School of computer and communication, Hunan University, Changsha, Hunan, China.
Bioinformatics. 2010 Nov 1;26(21):2678-83. doi: 10.1093/bioinformatics/btq521. Epub 2010 Sep 8.
Biological sequence was regarded as an important study by many biologists, because the sequence contains a large number of biological information, what is helpful for scientists' studies on biological cells, DNA and proteins. Currently, many researchers used the method based on protein sequences in function classification, sub-cellular location, structure and functional site prediction, including some machine-learning methods. The purpose of this article, is to find a new way of sequence analysis, but more simple and effective.
According to the nature of 64 genetic codes, we propose a simple and intuitive 2D graphical expression of protein sequences. And based on this expression we give a new Euclidean-distance method to compute the distance of different sequences for the analysis of sequence similarity.
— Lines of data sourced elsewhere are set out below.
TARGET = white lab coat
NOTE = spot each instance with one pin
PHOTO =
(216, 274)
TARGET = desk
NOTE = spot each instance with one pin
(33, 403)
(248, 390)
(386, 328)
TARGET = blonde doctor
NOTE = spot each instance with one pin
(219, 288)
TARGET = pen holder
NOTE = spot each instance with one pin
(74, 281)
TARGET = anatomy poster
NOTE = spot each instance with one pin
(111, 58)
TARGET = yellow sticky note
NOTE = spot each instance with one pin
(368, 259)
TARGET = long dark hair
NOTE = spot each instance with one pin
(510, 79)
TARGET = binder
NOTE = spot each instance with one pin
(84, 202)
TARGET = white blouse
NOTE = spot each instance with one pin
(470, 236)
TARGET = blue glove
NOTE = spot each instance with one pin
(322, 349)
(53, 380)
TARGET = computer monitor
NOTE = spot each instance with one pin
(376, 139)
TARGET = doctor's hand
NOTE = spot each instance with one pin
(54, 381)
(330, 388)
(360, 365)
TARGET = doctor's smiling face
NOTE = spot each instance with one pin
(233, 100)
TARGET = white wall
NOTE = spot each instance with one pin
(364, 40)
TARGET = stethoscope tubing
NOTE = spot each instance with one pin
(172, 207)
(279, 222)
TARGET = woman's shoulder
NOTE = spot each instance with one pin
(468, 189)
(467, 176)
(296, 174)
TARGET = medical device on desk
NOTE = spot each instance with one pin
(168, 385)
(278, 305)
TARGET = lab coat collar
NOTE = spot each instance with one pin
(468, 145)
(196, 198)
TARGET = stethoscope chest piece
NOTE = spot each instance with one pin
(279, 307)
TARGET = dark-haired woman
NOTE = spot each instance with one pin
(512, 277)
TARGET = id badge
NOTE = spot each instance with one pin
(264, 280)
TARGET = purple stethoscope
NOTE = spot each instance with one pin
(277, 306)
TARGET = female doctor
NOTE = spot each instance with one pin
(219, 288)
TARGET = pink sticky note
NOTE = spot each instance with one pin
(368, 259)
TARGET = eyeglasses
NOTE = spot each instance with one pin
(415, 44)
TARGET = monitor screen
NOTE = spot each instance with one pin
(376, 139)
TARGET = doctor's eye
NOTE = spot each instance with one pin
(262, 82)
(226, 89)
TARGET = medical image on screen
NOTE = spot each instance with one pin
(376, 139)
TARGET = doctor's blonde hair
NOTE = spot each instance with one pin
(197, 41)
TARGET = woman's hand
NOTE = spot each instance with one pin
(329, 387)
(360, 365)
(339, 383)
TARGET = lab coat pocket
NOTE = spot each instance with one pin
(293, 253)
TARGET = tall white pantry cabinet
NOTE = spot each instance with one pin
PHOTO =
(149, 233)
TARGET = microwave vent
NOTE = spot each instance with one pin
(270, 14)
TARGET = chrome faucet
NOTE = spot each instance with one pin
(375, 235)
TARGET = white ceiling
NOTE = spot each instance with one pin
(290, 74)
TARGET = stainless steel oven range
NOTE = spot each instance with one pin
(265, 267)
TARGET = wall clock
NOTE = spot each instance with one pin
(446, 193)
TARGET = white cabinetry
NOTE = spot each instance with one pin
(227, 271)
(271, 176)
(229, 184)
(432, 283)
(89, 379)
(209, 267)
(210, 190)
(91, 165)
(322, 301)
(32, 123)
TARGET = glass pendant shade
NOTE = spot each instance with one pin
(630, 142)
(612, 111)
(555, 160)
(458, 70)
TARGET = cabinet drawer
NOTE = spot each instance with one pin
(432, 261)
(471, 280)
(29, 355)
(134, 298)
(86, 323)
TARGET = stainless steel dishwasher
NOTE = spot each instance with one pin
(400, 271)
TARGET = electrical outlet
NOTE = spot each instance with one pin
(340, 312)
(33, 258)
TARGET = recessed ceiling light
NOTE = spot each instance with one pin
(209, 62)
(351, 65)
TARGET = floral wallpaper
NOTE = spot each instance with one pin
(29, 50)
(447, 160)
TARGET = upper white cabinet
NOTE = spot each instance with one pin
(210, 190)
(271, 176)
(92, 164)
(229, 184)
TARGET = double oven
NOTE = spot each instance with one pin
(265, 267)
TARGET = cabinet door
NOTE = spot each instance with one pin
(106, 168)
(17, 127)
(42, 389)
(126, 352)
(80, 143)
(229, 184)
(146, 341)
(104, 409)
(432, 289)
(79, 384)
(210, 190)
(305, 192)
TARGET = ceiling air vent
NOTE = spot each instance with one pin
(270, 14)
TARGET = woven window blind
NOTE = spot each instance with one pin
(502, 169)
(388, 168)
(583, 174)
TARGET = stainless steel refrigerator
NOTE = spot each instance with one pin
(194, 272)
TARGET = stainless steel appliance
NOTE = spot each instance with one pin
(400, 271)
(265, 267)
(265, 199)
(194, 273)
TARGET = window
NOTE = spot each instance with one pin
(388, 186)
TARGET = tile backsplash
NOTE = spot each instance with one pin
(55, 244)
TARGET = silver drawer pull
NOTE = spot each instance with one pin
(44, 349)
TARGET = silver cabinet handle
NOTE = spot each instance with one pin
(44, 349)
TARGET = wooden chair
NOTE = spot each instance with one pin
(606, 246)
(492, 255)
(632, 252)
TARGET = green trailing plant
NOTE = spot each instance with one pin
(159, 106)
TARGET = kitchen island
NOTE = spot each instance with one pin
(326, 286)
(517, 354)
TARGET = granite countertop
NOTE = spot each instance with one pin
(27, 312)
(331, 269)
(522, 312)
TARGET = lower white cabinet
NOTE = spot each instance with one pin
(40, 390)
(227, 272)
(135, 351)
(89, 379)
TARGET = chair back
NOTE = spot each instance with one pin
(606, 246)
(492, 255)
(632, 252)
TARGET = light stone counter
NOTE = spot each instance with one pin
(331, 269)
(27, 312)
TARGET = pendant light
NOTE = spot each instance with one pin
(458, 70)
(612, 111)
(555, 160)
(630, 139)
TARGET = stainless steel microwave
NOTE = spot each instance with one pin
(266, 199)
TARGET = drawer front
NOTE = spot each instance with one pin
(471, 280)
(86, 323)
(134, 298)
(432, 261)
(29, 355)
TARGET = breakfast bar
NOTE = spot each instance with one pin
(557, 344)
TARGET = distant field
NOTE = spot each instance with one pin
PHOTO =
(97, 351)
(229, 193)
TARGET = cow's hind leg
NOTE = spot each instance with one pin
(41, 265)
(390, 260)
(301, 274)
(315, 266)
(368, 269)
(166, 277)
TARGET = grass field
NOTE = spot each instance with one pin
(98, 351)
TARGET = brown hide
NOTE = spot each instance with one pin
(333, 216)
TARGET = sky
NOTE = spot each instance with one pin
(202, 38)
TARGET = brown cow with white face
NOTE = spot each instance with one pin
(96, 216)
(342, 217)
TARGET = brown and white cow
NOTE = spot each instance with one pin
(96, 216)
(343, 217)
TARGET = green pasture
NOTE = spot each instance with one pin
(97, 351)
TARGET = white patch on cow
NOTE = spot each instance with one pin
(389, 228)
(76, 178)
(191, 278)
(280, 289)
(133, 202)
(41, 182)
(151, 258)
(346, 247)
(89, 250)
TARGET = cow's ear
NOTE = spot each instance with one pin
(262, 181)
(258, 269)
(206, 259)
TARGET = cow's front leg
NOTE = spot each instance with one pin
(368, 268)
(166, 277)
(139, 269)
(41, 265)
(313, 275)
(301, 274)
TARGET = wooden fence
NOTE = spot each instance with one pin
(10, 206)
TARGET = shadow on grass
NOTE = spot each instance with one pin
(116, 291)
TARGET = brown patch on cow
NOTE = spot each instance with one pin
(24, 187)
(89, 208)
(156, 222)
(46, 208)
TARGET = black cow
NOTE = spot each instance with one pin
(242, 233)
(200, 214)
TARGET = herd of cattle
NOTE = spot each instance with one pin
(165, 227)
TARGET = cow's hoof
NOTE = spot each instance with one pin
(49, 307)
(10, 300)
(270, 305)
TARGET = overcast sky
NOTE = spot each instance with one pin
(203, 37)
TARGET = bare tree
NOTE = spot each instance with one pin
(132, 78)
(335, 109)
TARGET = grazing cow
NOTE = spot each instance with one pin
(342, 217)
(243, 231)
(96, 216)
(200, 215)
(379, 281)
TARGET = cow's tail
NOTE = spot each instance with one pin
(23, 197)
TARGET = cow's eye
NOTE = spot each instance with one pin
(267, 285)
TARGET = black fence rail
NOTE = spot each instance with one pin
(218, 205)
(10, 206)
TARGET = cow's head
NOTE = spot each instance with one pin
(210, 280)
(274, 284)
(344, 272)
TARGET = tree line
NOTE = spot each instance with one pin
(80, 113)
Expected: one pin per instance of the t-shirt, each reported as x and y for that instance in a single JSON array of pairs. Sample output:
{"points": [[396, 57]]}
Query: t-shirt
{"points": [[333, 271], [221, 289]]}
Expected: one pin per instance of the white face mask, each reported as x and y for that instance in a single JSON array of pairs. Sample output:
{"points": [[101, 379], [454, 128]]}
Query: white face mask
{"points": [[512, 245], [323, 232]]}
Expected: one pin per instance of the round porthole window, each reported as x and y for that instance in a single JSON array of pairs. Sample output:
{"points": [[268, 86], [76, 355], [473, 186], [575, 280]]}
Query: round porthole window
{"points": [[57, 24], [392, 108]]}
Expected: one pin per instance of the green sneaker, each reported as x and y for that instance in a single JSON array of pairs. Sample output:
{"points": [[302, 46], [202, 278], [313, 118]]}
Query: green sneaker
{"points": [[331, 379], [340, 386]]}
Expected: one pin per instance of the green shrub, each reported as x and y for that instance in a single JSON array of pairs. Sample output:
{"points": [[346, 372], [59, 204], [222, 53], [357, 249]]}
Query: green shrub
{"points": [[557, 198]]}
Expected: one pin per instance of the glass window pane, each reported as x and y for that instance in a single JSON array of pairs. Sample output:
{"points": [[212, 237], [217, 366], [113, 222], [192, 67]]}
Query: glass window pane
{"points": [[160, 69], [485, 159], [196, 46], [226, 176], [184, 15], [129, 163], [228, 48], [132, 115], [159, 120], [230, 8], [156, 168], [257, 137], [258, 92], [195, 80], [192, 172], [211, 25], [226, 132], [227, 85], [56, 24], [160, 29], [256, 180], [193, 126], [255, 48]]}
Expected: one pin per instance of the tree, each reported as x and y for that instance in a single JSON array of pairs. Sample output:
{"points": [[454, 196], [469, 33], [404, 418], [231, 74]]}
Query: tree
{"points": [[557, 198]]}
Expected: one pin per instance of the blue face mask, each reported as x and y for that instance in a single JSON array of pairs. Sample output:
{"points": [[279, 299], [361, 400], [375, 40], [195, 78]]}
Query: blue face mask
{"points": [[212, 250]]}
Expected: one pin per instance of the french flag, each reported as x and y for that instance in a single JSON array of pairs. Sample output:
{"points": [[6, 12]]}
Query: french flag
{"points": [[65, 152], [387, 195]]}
This approach contains more sequence information. A typical phylogenetic tree constructed based on this method proved the effectiveness of our approach. Finally, we use this sequence-similarity-analysis method to predict protein sub-cellular localization, in the two datasets commonly used. The results show that the method is reasonable.
生物序列被许多生物学家视为一项重要的研究,因为序列中包含大量的生物信息,这有助于科学家研究生物细胞、DNA 和蛋白质。目前,许多研究人员在功能分类、亚细胞定位、结构和功能位点预测中使用基于蛋白质序列的方法,包括一些机器学习方法。本文的目的是寻找一种新的序列分析方法,但更简单、更有效。
根据 64 种遗传密码的性质,我们提出了一种简单直观的蛋白质序列 2D 图形表示法。并基于此表示,我们给出了一种新的欧几里得距离方法来计算不同序列之间的距离,以便分析序列的相似性。这种方法包含了更多的序列信息。基于该方法构建的典型系统发育树证明了我们方法的有效性。最后,我们使用这种序列相似性分析方法来预测蛋白质的亚细胞定位,在两个常用的数据集上进行了实验。结果表明,该方法是合理的。